Actual measurements taken on many tech-savy sites show that most cards draw less power from the typical system than stated. So if you spend the extra money to buy a high quality PSU and don't fall for the advertising hype that seems to abound in this segment, you can safely and effectively get away with using one with a lower rating, thereby saving yourself a little on your power bill.

***SeaSonic***

Hey realneil, you make a great point about not skimping on the PSU!  The amount of wattage is not as important as the fact that it is gold certified and produces Clean Current for your components!  I would choose a gold certified PSU at 750 watts before ever looking at a 1200 watt no name PSU! 

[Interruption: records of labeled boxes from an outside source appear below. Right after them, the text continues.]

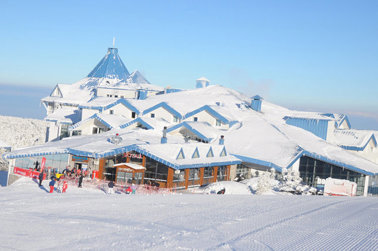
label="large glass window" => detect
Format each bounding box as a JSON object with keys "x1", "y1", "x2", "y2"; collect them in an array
[
  {"x1": 144, "y1": 157, "x2": 168, "y2": 182},
  {"x1": 299, "y1": 156, "x2": 365, "y2": 195},
  {"x1": 173, "y1": 170, "x2": 185, "y2": 188},
  {"x1": 217, "y1": 166, "x2": 227, "y2": 181},
  {"x1": 188, "y1": 168, "x2": 200, "y2": 186},
  {"x1": 203, "y1": 166, "x2": 214, "y2": 185}
]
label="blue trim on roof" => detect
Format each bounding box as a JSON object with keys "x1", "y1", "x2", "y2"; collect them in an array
[
  {"x1": 232, "y1": 154, "x2": 282, "y2": 172},
  {"x1": 176, "y1": 147, "x2": 185, "y2": 160},
  {"x1": 167, "y1": 121, "x2": 212, "y2": 142},
  {"x1": 103, "y1": 98, "x2": 139, "y2": 114},
  {"x1": 183, "y1": 105, "x2": 230, "y2": 124},
  {"x1": 219, "y1": 146, "x2": 228, "y2": 157},
  {"x1": 68, "y1": 113, "x2": 113, "y2": 131},
  {"x1": 337, "y1": 115, "x2": 352, "y2": 128},
  {"x1": 284, "y1": 116, "x2": 329, "y2": 140},
  {"x1": 50, "y1": 84, "x2": 63, "y2": 98},
  {"x1": 143, "y1": 102, "x2": 182, "y2": 119},
  {"x1": 192, "y1": 147, "x2": 201, "y2": 159},
  {"x1": 45, "y1": 119, "x2": 72, "y2": 125},
  {"x1": 340, "y1": 133, "x2": 377, "y2": 151},
  {"x1": 79, "y1": 98, "x2": 140, "y2": 114},
  {"x1": 120, "y1": 118, "x2": 154, "y2": 130},
  {"x1": 206, "y1": 146, "x2": 214, "y2": 158},
  {"x1": 88, "y1": 48, "x2": 130, "y2": 80}
]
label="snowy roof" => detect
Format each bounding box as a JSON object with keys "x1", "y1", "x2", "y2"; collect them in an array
[
  {"x1": 69, "y1": 113, "x2": 130, "y2": 130},
  {"x1": 114, "y1": 162, "x2": 146, "y2": 170},
  {"x1": 88, "y1": 48, "x2": 130, "y2": 80},
  {"x1": 45, "y1": 107, "x2": 81, "y2": 124},
  {"x1": 4, "y1": 130, "x2": 241, "y2": 169},
  {"x1": 138, "y1": 143, "x2": 241, "y2": 169},
  {"x1": 331, "y1": 129, "x2": 377, "y2": 150},
  {"x1": 196, "y1": 77, "x2": 210, "y2": 82},
  {"x1": 0, "y1": 140, "x2": 11, "y2": 148},
  {"x1": 126, "y1": 70, "x2": 151, "y2": 84},
  {"x1": 167, "y1": 121, "x2": 222, "y2": 142}
]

I think we use the same Seasonic 750 Watt 80 PLUS GOLD PSU?  Fantastic unit as far as I am concerned!  It replaced a Enermax MODU 82 PLUS Bronze certified PSU that was causing intermitent voltage spikes on my Sata power lines killing 5 barracudas and 2 OCZ vertex drives on me within a 2 year period... 

dadodgeson
2011-04-21T11:48:36Z

i like the thread. i realize that the 960 is limited on OC but if any members have or have had any experience with other types of CPU's it would be nice to see maby Dave could put up some.

i don't have a great understanding of overclocking so mine are stock if there is a thread to help explain some of the features of OC  please let me know

rrplay
2011-04-21T12:40:41Z

dadodgeson wrote:

i like the thread. i realize that the 960 is limited on OC but if any members have or have had any experience with other types of CPU's it would be nice to see maby Dave could put up some.

i don't have a great understanding of overclocking so mine are stock if there is a thread to help explain some of the features of OC  please let me know

here you go Dave already did and it's very well done as usual. & likely has a bit fun and encourages us to the same

http://hothardware.com/Articles/Intel-Core-i7-Overclocking--A-HotHardware-HowTo/

a simple basic how to can also be found here and HH member  4hams that started this great thread runs this site

http://mcstylists-overclock.forumotion.com/t12-excellent-intel-i7-oveclocing-guide

and of cousre this one and you may notice why the some of the posts in this thread include CPUZ CoreTemps and IntelBurn Max @5 passed in screenshots you may just spot a member with the same or similar cpu mobo combo you have and use a 'template' to get started as well

http://forums.pureoverclock.com/showthread.php?threadid=5736

just take a bit of time and make one change at a time that you understand and keep track of use the apps to monitor your changes and temps give your self the opportunity for relaxed and unstressed OC sessions and have a plan to to revert to stock if necessary.

 

rrplay
2011-04-21T21:29:06Z

Here is a little update with the Asetek 620 cooler with a modest OC on the i870 just & simple stable for day to day use very quiet and cool

Intel i7 870 Gigabyte H55N-USB3 mini atx Kingston memory hyperX 4GB 1600 Siverstone SST SG07 top intake 180mm 700/1200rpm 600W Silverstone 80+ PSU Antec 620 Hydro ATi HD 5770 [juniper]

 CPU Ratio: 24
Turbo Mode:Enabled
BCLK Frequency: 158
DRAM Frequency: 1580MHz
CPU Voltage: 1.256
DRAM Voltage: 1.58
***Load Line Calibration: Disabled [Auto] to follow Intel Spec rather than GB
QPI/Vtt 1.9V
Mem 9-9-9-24-1T

IntelBurnIn Max 8 thread pass takes about 5 minutes.

Pretty satisfied with it for most daily stuff. and likely to  a bit more the new Asetek cooler just going to leave here for a while.and take it up a bit higher with tighter timings mem clks another time.

enough to get an idea of what you be may be looking at should you do this and helps all of us if you post the sceenie.and settings.